Ex-JAMB registrar, children face fresh fraud charges
March 24
15:48 2023

Dibu Ojerinde, former registrar of the Joint Admissions and Matriculation Board (JAMB), and his four children are facing fresh fraud charges.

Ojerinde was scheduled to appear before the federal high court in Abuja on Friday alongside his four children — Mary Funmilola, Olumide Abiodun, Adedayo, and Oluwaseun Adeniyi.

The arraignment was however stalled over the absence of his children in court.



The former JAMB registrar has been on the radar of the Independent Corrupt Practices and other related offences Commission (ICPC) since 2020.

In April 2020, the ICPC secured an interim forfeiture of some of Ojerinde’s assets which were said to be proceeds of crime.

In March 2021, he was arrested by the ICPC for allegedly misappropriating N900 million.

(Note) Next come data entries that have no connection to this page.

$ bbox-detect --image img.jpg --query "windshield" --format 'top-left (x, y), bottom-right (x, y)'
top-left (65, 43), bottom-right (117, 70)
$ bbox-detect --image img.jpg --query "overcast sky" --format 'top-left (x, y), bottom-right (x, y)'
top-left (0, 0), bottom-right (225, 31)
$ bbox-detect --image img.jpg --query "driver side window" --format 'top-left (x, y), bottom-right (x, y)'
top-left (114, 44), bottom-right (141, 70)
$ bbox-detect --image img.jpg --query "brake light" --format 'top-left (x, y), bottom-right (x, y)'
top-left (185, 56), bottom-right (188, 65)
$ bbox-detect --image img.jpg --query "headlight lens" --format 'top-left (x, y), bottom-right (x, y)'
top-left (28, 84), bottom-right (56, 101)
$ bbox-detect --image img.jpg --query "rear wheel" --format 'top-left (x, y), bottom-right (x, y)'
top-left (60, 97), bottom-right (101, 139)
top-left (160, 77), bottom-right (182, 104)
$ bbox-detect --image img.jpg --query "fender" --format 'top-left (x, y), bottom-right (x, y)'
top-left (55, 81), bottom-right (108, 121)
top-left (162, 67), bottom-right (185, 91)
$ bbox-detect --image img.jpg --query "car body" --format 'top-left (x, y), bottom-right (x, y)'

On July 6, 2021, he was in court on an 18-count charge bordering on alleged misappropriation of funds to the tune of N5.2 billion while in office.

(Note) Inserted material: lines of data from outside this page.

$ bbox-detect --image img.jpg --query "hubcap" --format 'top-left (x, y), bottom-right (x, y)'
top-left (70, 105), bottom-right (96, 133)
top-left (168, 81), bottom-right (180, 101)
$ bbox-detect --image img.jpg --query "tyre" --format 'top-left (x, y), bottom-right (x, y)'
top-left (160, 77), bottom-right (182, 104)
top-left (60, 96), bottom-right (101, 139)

On January 2023, Ojerinde was re-arrested by the ICPC in Abuja at the premises of a federal high court.

The agency said it uncovered two accounts opened in the names of Trillium Learning Centre Ltd and Sapati International Schools Ltd, into which funds were diverted using fictitious names of students.



In the fresh suit by the ICPC, marked: FHC/ABJ/CR/119/23, Ojerinde, his four children, as well as his companies, were indicted.

The companies include Doyin Ogbohi Petroleum Ltd, Cheng Marbles Ltd, Sapati International Schools Ltd, Trillium Learnings Centre Ltd, and Standout Institutes Ltd.

They were to be arraigned on a 17-count charge bordering on money laundering.

The latest arraignment followed fresh findings by the anti-graft commission.


NAN reports that they did not appear in court on Friday but were represented by Ajibola Bello, their lawyer.

During the court session, Henry Emore, the ICPC counsel, lamented that the defendants were not in court.


In his ruling, Inyang Ekwo, the presiding judge, directed Emore to serve their lawyer in open court since he was present.

“I grant you a leave to serve them now through their counsel. Let the court record shows that this is by leave of court,” he said.


“When a lawyer is representing defendants in court, it means that the lawyer knows the contact of the defendants and can reach them.”

Ekwo adjourned the matter until April 19 and warned “there shall be consequences if the defendants are not in court in the next adjourned date”.